The commentary on the post, other than Naismith, (and, of course, Ardis), turned mostly into a hostile attack on the EFY program as some sort of dividing line between rich and poor, a modern return to the full panoply of sins that brought down the Nephites in the Book of Mormon, with comments such as "If EFY is so important and essential, why isn’t it part of the church program worldwide" pretty much summing it up.
Of course, as my initial link to WheatandTares.org and the post on EFY points out, EFY is becoming part of the Church program worldwide and so I pointed that out, and pointed out that official budgetary support for those of modest means would have made the original post a bit more accurate -- after all, the post was claiming that EFY made people immodest in that it was for the proud and uplifted and those of great financial means when the truth was different.

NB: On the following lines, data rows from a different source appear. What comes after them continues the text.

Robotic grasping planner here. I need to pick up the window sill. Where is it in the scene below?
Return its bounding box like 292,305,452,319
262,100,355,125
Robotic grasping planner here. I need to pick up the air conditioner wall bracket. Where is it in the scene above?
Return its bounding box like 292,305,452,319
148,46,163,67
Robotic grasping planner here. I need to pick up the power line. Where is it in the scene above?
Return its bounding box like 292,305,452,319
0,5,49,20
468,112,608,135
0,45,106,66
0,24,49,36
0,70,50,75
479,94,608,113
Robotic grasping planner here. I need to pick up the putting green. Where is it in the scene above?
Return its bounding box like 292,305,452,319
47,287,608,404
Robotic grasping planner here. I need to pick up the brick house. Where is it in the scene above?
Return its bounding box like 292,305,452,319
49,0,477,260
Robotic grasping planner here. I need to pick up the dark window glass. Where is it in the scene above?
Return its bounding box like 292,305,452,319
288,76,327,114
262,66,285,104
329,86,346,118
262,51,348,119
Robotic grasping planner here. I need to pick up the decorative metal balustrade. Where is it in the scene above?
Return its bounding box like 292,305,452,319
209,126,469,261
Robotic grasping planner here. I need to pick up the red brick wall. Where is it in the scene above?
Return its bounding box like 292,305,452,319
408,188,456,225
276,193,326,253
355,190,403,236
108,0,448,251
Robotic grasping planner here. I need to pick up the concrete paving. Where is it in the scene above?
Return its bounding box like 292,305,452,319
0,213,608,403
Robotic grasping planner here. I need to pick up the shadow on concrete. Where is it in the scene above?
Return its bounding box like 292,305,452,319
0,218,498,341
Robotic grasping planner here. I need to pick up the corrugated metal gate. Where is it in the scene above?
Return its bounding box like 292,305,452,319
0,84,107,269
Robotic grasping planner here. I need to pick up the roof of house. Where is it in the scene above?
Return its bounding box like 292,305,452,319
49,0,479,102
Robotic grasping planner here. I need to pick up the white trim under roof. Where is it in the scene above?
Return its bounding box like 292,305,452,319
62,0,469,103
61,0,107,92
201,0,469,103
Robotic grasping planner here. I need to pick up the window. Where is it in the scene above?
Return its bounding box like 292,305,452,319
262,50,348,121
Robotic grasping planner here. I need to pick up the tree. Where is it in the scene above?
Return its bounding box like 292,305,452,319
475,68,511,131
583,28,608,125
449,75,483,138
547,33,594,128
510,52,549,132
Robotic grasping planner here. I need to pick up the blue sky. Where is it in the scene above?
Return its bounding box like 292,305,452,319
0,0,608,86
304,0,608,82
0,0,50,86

The response to my making that point was for the comments to be closed.
Which occurred just as I was about to do a longer comment on the entire thread, post and comments.
So, are there elements about EFY that natively rub me the wrong way. Of course.
But does a prohibition on grunge look clothing, in the context of the program as administered, really result so that "the EFY dress standards have unfortunately missed the mark on being “modest” in the older sense of “humble or unpretentious."
I don't think so.
Part of the problem is that it is hard to complain. The original post may very well have meant that because the intent of the guideline was not properly framed and footnoted, it could be misunderstood, with bad results. Further, like many posts, it could have been a quick throwaway observation. But getting comments closed on me, which is generally considered a slap in the face -- "with you, the comments have lost all relevance" -- struck me wrong.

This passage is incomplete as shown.